Il suo debutto da regista, Il piede di Dio, sarà una delle anteprime dell’edizione numero zero di ‘Per il cinema italiano‘, il nuovo festival voluto e diretto da Felice Laudadio, in programma a Bari dal 12 al 17 gennaio. Una manifestazione, articolata in ben 10 sezioni, che ha avuto il sostegno della Regione Puglia, del Comune di Bari e della Apulia Film Commission.
Luigi Sardiello è un esordiente non esattamente giovanissimo ma con una intensa esperienza di cinema: come critico, direttore di una rivista di settore (“Filmaker’s Magazine”) e sceneggiatore (ha collaborato anche con Pupi Avati) oltre che autore di un romanzo. “Come ama dire Chabrol: ci sono due strade per passare alla regia, o fare tutta la gavetta sul set oppure fare il critico”.
È stato difficile chiudere questo primo progetto?
La sceneggiatura era pronta da tempo: all’inizio doveva produrla Gianluca Arcopinto, poi il progetto è passato a Enzo Porcelli, che ha ottenuto il finanziamento dal ministero: 700mila euro a cui si aggiungono i contributi dell’Apulia Film Commission e della Salento Film Commission: il film infatti è stato girato tra Roma e la Puglia.
La storia è quella dell’incontro tra un talent scout e un ragazzino molto dotato per il calcio.
Tutto nasce da un personaggio reale, un ragazzino che conoscevo da piccolo, quando andavo in vacanza nel Salento: era un po’ ritardato ma non sbagliava mai un rigore e io pensavo che non sbagliasse proprio perché rideva sempre. Non sentiva la paura, la pressione, la responsabilità o gli insulti del pubblico. Cosa sarebbe accaduto se a qualcuno fosse venuto in mente di farlo diventare un campione?
Questa storia vera ha dato spunto a una commedia amara.
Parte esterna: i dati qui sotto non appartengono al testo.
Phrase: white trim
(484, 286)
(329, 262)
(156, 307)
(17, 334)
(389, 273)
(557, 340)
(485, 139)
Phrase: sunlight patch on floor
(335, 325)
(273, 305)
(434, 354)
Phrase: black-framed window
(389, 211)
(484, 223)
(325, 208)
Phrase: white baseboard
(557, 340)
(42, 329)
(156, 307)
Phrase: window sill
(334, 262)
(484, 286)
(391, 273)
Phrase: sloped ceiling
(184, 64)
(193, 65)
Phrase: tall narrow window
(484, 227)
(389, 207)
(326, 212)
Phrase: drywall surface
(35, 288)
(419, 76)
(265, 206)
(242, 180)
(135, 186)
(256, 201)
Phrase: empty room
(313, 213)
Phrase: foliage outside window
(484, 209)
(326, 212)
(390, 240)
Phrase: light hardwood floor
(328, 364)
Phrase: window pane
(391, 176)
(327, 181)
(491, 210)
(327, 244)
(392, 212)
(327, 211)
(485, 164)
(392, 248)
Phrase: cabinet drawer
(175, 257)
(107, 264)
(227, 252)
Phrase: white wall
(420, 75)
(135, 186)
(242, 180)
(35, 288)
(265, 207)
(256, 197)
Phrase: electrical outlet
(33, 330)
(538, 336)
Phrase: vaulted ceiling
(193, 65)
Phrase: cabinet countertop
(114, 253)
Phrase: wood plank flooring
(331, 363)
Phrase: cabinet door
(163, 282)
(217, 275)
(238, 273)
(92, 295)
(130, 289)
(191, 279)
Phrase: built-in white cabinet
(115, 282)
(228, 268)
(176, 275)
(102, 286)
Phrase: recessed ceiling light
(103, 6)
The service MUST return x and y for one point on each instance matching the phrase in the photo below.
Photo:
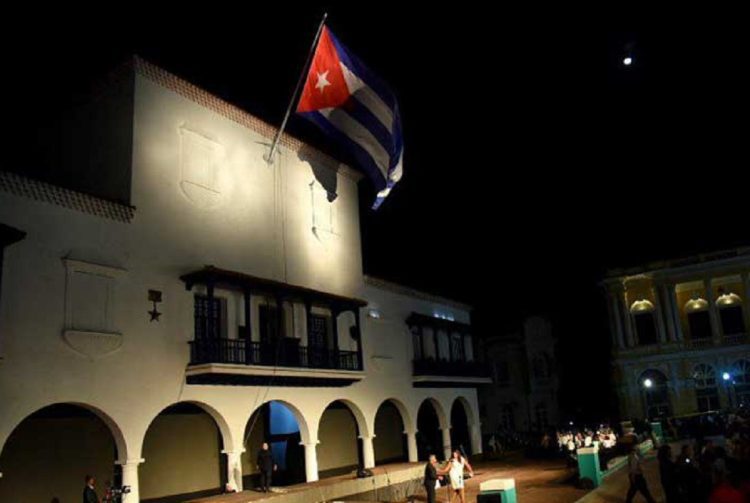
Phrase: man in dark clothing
(431, 476)
(637, 480)
(89, 494)
(266, 467)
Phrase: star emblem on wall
(154, 314)
(322, 81)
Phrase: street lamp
(727, 377)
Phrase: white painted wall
(256, 219)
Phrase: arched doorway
(340, 450)
(655, 392)
(741, 383)
(182, 453)
(51, 451)
(390, 442)
(429, 436)
(460, 437)
(278, 424)
(706, 391)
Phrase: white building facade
(524, 394)
(679, 334)
(125, 350)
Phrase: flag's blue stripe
(354, 64)
(398, 139)
(367, 162)
(364, 116)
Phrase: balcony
(432, 373)
(237, 362)
(287, 354)
(731, 340)
(271, 357)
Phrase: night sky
(534, 160)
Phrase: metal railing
(285, 352)
(431, 367)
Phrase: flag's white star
(322, 81)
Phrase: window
(655, 391)
(645, 328)
(323, 216)
(540, 413)
(731, 314)
(507, 419)
(417, 340)
(699, 319)
(502, 373)
(457, 347)
(268, 317)
(90, 297)
(706, 391)
(644, 321)
(200, 163)
(469, 348)
(209, 321)
(540, 367)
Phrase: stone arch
(390, 430)
(186, 436)
(304, 426)
(362, 423)
(468, 409)
(65, 440)
(406, 418)
(226, 432)
(114, 428)
(443, 419)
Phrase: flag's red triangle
(325, 86)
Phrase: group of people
(570, 440)
(450, 474)
(712, 465)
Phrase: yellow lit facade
(680, 334)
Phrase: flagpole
(301, 79)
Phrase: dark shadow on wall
(325, 175)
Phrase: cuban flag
(357, 109)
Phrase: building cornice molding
(37, 190)
(205, 99)
(418, 294)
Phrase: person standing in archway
(266, 466)
(432, 475)
(455, 467)
(89, 493)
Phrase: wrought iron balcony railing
(285, 353)
(431, 367)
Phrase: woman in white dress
(456, 467)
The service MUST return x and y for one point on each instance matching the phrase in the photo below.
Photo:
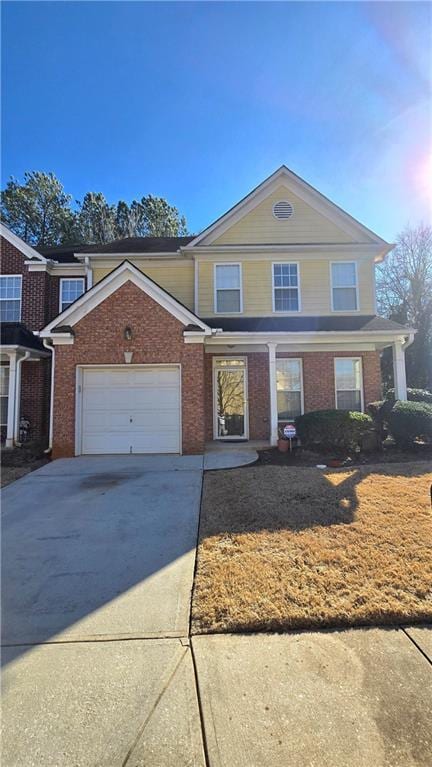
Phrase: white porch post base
(273, 394)
(11, 400)
(399, 373)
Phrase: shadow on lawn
(302, 499)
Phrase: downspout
(19, 362)
(89, 273)
(409, 341)
(50, 348)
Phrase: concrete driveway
(99, 669)
(98, 560)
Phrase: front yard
(283, 548)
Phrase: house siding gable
(259, 226)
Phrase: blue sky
(199, 102)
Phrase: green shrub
(340, 430)
(410, 420)
(413, 395)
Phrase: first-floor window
(289, 388)
(70, 290)
(10, 297)
(348, 381)
(4, 391)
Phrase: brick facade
(40, 291)
(157, 339)
(39, 305)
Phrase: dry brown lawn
(284, 548)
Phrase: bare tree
(404, 293)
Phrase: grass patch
(284, 548)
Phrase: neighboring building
(268, 313)
(30, 286)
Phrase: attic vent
(282, 210)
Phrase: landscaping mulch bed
(297, 548)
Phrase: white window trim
(293, 311)
(354, 359)
(215, 288)
(245, 370)
(294, 359)
(345, 311)
(68, 279)
(14, 299)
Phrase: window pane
(348, 400)
(4, 379)
(10, 311)
(285, 275)
(228, 300)
(10, 287)
(348, 374)
(289, 405)
(344, 299)
(288, 375)
(228, 277)
(286, 300)
(70, 291)
(231, 363)
(343, 275)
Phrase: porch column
(11, 399)
(273, 394)
(399, 373)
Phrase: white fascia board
(20, 245)
(118, 277)
(307, 337)
(304, 252)
(35, 353)
(170, 255)
(62, 270)
(301, 189)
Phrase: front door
(230, 398)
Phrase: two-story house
(163, 344)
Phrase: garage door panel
(134, 410)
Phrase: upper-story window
(70, 289)
(286, 290)
(344, 286)
(228, 293)
(10, 298)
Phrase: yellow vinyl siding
(306, 225)
(315, 286)
(177, 280)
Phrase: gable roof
(123, 273)
(139, 245)
(302, 189)
(27, 250)
(64, 254)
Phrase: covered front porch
(18, 345)
(257, 385)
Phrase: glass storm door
(230, 406)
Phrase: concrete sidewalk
(355, 698)
(98, 559)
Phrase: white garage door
(131, 410)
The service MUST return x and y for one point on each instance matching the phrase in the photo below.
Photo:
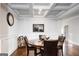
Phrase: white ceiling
(48, 10)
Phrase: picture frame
(38, 27)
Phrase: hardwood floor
(68, 50)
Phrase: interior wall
(72, 20)
(8, 34)
(0, 26)
(25, 27)
(73, 28)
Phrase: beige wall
(8, 34)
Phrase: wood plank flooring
(69, 50)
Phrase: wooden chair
(61, 40)
(50, 48)
(42, 38)
(28, 46)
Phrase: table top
(39, 43)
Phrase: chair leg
(62, 51)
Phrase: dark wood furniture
(50, 48)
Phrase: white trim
(70, 41)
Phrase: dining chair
(28, 45)
(21, 42)
(61, 40)
(42, 38)
(50, 48)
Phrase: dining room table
(38, 44)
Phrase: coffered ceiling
(48, 10)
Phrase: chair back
(50, 48)
(61, 39)
(43, 37)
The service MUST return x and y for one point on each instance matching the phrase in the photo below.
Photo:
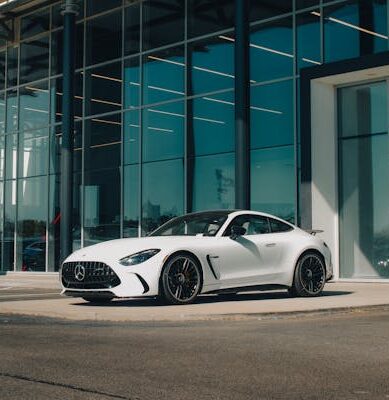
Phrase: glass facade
(155, 113)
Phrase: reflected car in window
(205, 252)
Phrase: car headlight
(138, 258)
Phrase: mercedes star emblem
(79, 272)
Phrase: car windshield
(206, 224)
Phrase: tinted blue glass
(163, 75)
(308, 40)
(355, 28)
(213, 182)
(162, 193)
(271, 50)
(34, 106)
(163, 131)
(273, 181)
(131, 201)
(131, 82)
(212, 64)
(212, 125)
(272, 114)
(131, 137)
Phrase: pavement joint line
(63, 385)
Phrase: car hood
(124, 247)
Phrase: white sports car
(206, 252)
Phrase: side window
(254, 224)
(279, 226)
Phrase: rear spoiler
(313, 232)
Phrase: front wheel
(309, 276)
(181, 279)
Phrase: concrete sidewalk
(337, 297)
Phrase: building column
(69, 12)
(242, 105)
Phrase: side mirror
(237, 231)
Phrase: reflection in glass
(31, 228)
(355, 28)
(34, 60)
(102, 141)
(212, 124)
(213, 185)
(271, 114)
(273, 181)
(104, 38)
(271, 50)
(33, 149)
(308, 40)
(363, 109)
(211, 65)
(162, 193)
(163, 75)
(9, 225)
(163, 131)
(207, 16)
(163, 23)
(34, 106)
(103, 89)
(131, 201)
(102, 206)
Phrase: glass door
(363, 181)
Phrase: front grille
(90, 274)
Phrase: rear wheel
(181, 279)
(309, 276)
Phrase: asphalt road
(343, 356)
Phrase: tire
(309, 276)
(98, 300)
(181, 280)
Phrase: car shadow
(208, 299)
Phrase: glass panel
(103, 89)
(32, 218)
(207, 16)
(363, 109)
(131, 83)
(163, 75)
(132, 29)
(212, 128)
(9, 225)
(102, 206)
(98, 6)
(102, 142)
(274, 170)
(269, 8)
(272, 114)
(104, 38)
(308, 40)
(35, 23)
(163, 23)
(163, 132)
(211, 180)
(211, 64)
(34, 106)
(33, 150)
(162, 193)
(57, 49)
(12, 66)
(131, 137)
(364, 216)
(56, 93)
(34, 60)
(131, 201)
(271, 50)
(355, 28)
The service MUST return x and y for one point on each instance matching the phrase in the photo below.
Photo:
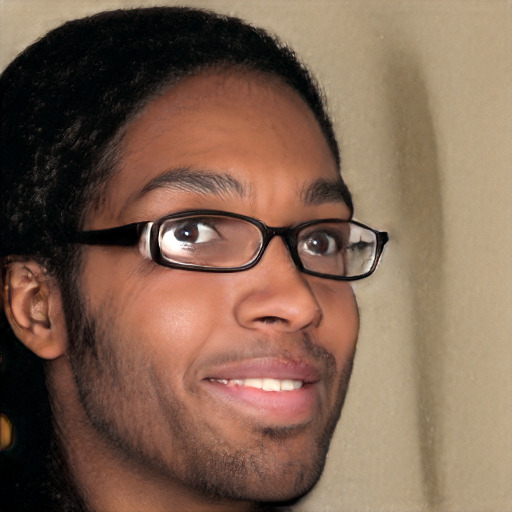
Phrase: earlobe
(33, 308)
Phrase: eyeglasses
(216, 241)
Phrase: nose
(277, 297)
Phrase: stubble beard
(211, 468)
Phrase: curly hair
(64, 105)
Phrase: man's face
(172, 382)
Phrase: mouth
(272, 392)
(263, 383)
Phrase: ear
(33, 307)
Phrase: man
(178, 252)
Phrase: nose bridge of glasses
(288, 236)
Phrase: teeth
(264, 384)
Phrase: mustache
(302, 350)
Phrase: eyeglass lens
(215, 241)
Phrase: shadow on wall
(419, 205)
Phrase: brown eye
(188, 232)
(320, 244)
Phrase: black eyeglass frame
(130, 234)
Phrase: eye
(187, 234)
(193, 231)
(320, 243)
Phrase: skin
(142, 422)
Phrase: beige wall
(421, 91)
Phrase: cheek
(340, 323)
(167, 314)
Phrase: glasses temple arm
(123, 235)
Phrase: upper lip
(267, 367)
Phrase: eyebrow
(322, 191)
(199, 181)
(195, 181)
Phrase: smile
(265, 384)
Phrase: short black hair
(65, 99)
(64, 103)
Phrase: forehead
(249, 129)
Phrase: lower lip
(274, 407)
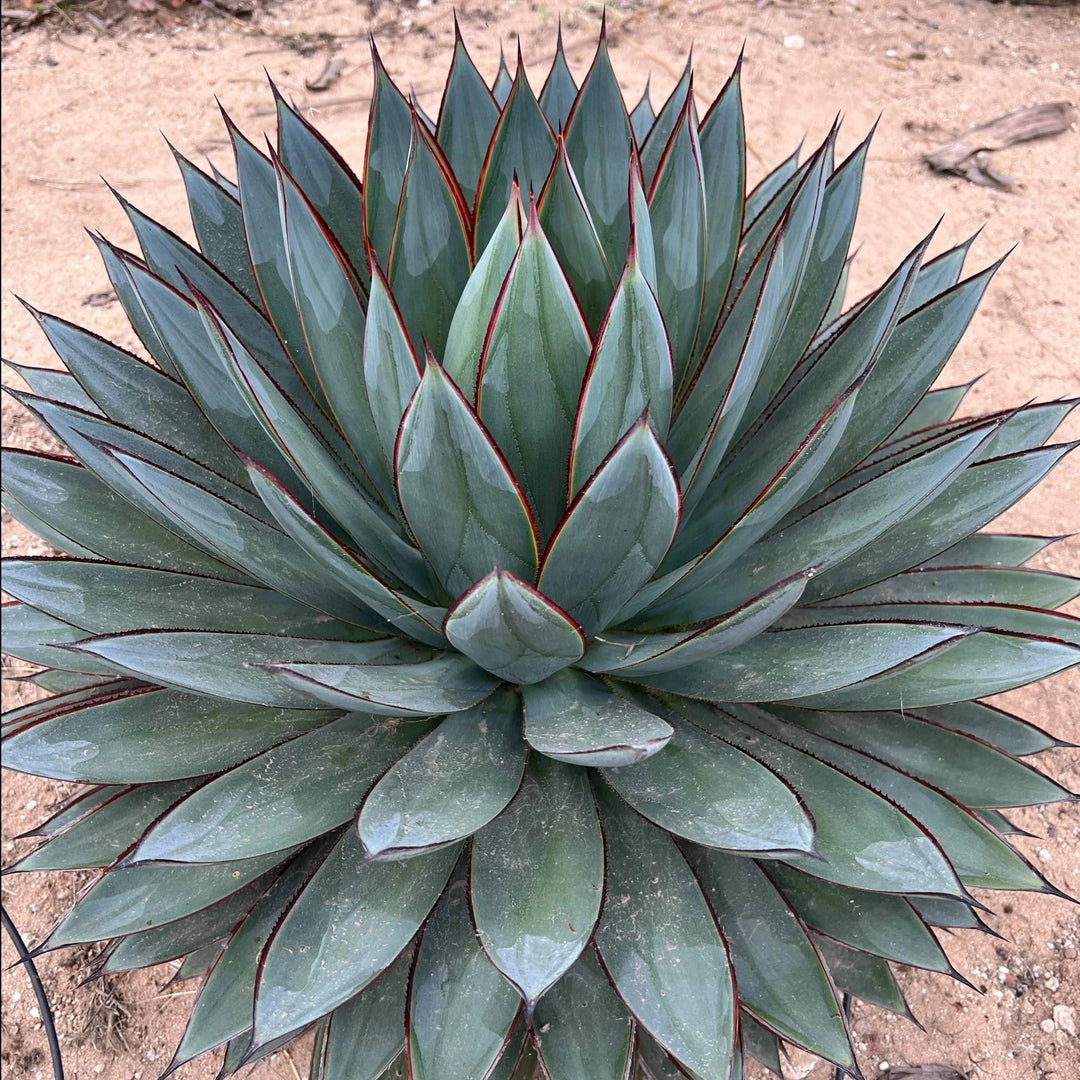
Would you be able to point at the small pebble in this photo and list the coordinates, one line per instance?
(1065, 1020)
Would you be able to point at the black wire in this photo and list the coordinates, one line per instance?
(39, 993)
(846, 1006)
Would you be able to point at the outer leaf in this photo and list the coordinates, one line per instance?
(105, 833)
(523, 146)
(537, 878)
(862, 839)
(148, 734)
(972, 585)
(327, 183)
(391, 369)
(824, 537)
(269, 250)
(912, 359)
(572, 718)
(781, 980)
(616, 532)
(451, 783)
(467, 118)
(461, 1011)
(174, 940)
(930, 753)
(332, 316)
(430, 258)
(248, 540)
(660, 946)
(874, 921)
(229, 665)
(642, 116)
(316, 464)
(629, 372)
(412, 617)
(677, 214)
(366, 1035)
(354, 917)
(512, 631)
(985, 662)
(724, 169)
(559, 90)
(284, 796)
(598, 142)
(864, 976)
(445, 684)
(105, 598)
(584, 1029)
(778, 664)
(139, 898)
(219, 226)
(192, 355)
(653, 653)
(707, 791)
(225, 1006)
(980, 495)
(137, 395)
(459, 498)
(824, 261)
(1006, 731)
(530, 375)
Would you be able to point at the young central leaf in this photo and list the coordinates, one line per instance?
(616, 534)
(530, 375)
(512, 631)
(459, 498)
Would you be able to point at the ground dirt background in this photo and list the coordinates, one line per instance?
(78, 104)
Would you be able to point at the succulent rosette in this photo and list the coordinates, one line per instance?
(522, 618)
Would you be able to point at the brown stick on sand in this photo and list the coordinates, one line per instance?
(970, 154)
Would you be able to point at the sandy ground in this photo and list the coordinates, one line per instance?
(76, 106)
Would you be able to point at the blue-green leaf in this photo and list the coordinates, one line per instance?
(293, 793)
(512, 631)
(598, 143)
(616, 532)
(467, 118)
(389, 136)
(537, 877)
(448, 785)
(660, 945)
(709, 792)
(430, 258)
(574, 718)
(459, 498)
(530, 375)
(630, 370)
(346, 928)
(523, 146)
(460, 1011)
(446, 684)
(677, 214)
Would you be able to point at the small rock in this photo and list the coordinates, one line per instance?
(1065, 1020)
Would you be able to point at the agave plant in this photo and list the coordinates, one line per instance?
(520, 601)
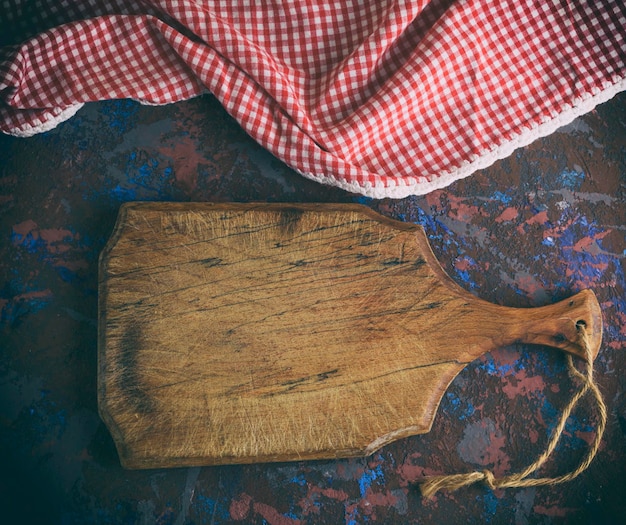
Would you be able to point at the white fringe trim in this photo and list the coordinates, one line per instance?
(55, 118)
(399, 189)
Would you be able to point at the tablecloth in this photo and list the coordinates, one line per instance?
(382, 98)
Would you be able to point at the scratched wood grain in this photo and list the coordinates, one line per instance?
(236, 333)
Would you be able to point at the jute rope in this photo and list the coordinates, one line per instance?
(456, 481)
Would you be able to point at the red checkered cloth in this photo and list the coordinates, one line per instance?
(382, 98)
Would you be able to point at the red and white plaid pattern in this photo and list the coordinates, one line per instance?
(384, 98)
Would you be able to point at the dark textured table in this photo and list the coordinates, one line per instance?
(532, 229)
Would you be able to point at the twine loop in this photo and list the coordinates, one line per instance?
(453, 482)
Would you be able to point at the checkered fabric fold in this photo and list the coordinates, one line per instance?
(380, 97)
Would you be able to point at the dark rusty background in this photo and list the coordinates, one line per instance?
(535, 228)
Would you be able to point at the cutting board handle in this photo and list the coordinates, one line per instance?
(555, 325)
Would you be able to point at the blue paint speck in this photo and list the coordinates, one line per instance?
(501, 197)
(572, 179)
(365, 481)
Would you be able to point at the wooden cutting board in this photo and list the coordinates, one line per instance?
(237, 333)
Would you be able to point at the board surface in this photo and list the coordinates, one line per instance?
(237, 333)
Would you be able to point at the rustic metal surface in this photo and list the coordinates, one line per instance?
(534, 228)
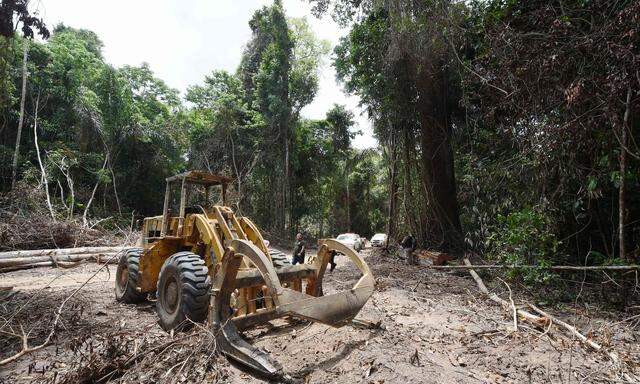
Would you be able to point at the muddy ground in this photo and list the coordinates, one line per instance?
(435, 327)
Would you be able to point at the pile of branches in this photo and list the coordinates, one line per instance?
(126, 357)
(27, 318)
(26, 223)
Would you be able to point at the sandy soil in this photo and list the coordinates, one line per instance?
(435, 328)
Sì, una commedia che vorrei ricordasse la commedia italiana classica, quella di Monicelli, oppure un film che amo molto come Bellissima di Luchino Visconti, dove il mondo del cinema, con il suo cinismo, ha la stessa funzione rispetto al mondo del calcio oggi. In fondo questa è la storia di due poveri disgraziati: uno un po’ scemo, l’altro meschino, furbo ma non abbastanza da fare i soldi… un personaggio alla Alberto Sordi. Tutto questo vuole anche essere una chiave di lettura dell’Italia contemporanea.
Che Italia racconta il film?
Il mondo del calcio giovanile è popolato di genitori che scaricano le proprie frustrazioni sui figli, di veline mancate, di procuratori col pelo sullo stomaco. Si sente l’ombra di calciopoli, con i tg che parlano degli scandali mentre i nostri eroi cercano di spuntare il provino giusto con una grande squadra. Il calcio c’è nelle sue due facce: quella di business senza scrupoli, con tutto il marcio e le brutture che sappiamo, e quella di grande sport di massa che suscita passioni ed emozioni fortissime e che dà una grande felicità a chi lo gioca.
I film sul calcio sono stati un punto di riferimento, in positivo o in negativo?
Non li ho mai trovati molto riusciti, perché quando si vede troppo calcio giocato al cinema si finisce per avere una sensazione di falsità. Mi piace quando al cinema si vede una partitella improvvisata, come nei film di Loach, e non la serie A o il campionato del mondo.
E il cinema che affronta il tema dell’handicap, da “Rain man” a “L’ottavo giorno”?
Ho evitato di rivedere quel tipo di film, che pure trovo molto belli.
I due protagonisti sono Emilio Sofrizzi e Filippo Pucillo.
Solfrizzi mi è sempre piaciuto molto: è un attore comico e malinconico insieme, bravo nei personaggi in bilico, e poi è perfetto per descrivere un barese che ormai vive a Roma, che si è ripulito, ed è infastidito dall’essere riconosciuto come uno di loro quando va in Puglia. Filippo è il ragazzino di Respiro e Nuovomondo: è bravissimo e gioca anche bene a calcio. Ha 18 anni ma non li dimostra con la sua faccia che può sembrare da grande o da bambino. Vive a Lampedusa con un cane, una tartaruga, un coniglio… Ho dato al personaggio di Elia molte sue cose.
C’è un gioco di parole tra il piede di Dio e la mano di Dio? Un riferimento al miracolo Maradona?
No, anche se l’espressione “il piede di Dio” vuole suggerire l’idea che ci siano tra noi delle divinità insospettabili. Elia quando tocca la palla è divino anche se il destino per il resto non è stato benigno con lui. Mi fa pensare all’albatro di Baudelaire, che quando vola è elegante e bellissimo e quando mette le zampe a terra diventa goffo e impacciato.